09/04/2025 | Press release | Distributed by Public on 09/04/2025 04:02
Item 5.02. Departure of Directors or Certain Officers; Election of Directors; Appointment of Certain Officers; Compensatory Arrangements of Certain Officers.
On September 1, 2025, BitMine Immersion Technologies, Inc. (the "Company"), entered into Executive Employment Agreements (each, an "Agreement," and collectively, the "Agreements") with Jonathan Bates, Raymond Mow, and Erik Nelson (each, an "Executive," and collectively, the "Executives"). Pursuant to the respective Agreements, the Company and the Executives agreed as follows:
Position and Term
Pursuant to the terms of the Agreements, Jonathan Bates will continue to serve as the Company's Chief Executive Officer, Raymond Mow will continue to serve as the Company's Chief Financial Officer, and Erik Nelson will continue to serve as the Company's President. The term of each of the Executives' employment commenced on September 1, 2025, and shall be of an indefinite duration unless terminated by the Company for Cause (as defined in the Agreements), or by the Executive voluntarily with or without Good Reason (as defined in the Agreements), or upon the Executives' death or Disability (as defined in the Agreements).
Compensation
Jonathan Bates' total annual compensation under his Agreement is $3,037,000, consisting of: (i) an annual base salary of $750,000; (ii) a minimum annual cash bonus of $375,000, payable in equal quarterly installments of $93,750; (iii) performance-based compensation of $787,500, subject to achievement of performance metrics to be determined and communicated by the Company's board of directors (the "Board"); and (iv) an annual equity award with a grant-date fair value of $1,125,000, granted in the form of restricted stock units ("RSUs"), subject to the Company's Compensation Committee approval each quarter and which vest in four equal installments of 25% each on November 30, February 28 (or February 29 in a leap year), May 31, and August 31 of each fiscal year (or, if any such date is not a business day, on the next business day), provided that Executive remains continuously employed by the Company through the applicable vesting date and in accordance with his Agreement.

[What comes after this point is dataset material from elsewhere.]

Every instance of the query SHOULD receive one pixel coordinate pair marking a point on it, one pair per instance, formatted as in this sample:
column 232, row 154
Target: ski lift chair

Raymond Mow's total annual compensation under his Agreement is $1,023,750, consisting of: (i) an annual base salary of $350,000; (ii) a minimum annual cash bonus of $105,000, payable in equal quarterly installments of $26,250; (iii) performance-based compensation of $113,750, subject to achievement of performance metrics to be determined and communicated by the Board; and (iv) an annual equity award with a grant-date fair value of $455,000, granted in the form of RSUs, subject to the Company's Compensation Committee approval each quarter and which vest in four equal installments of 25% each on November 30, February 28 (or February 29 in a leap year), May 31, and August 31 of each fiscal year (or, if any such date is not a business day, on the next business day), provided that Executive remains continuously employed by the Company through the applicable vesting date and in accordance with his Agreement.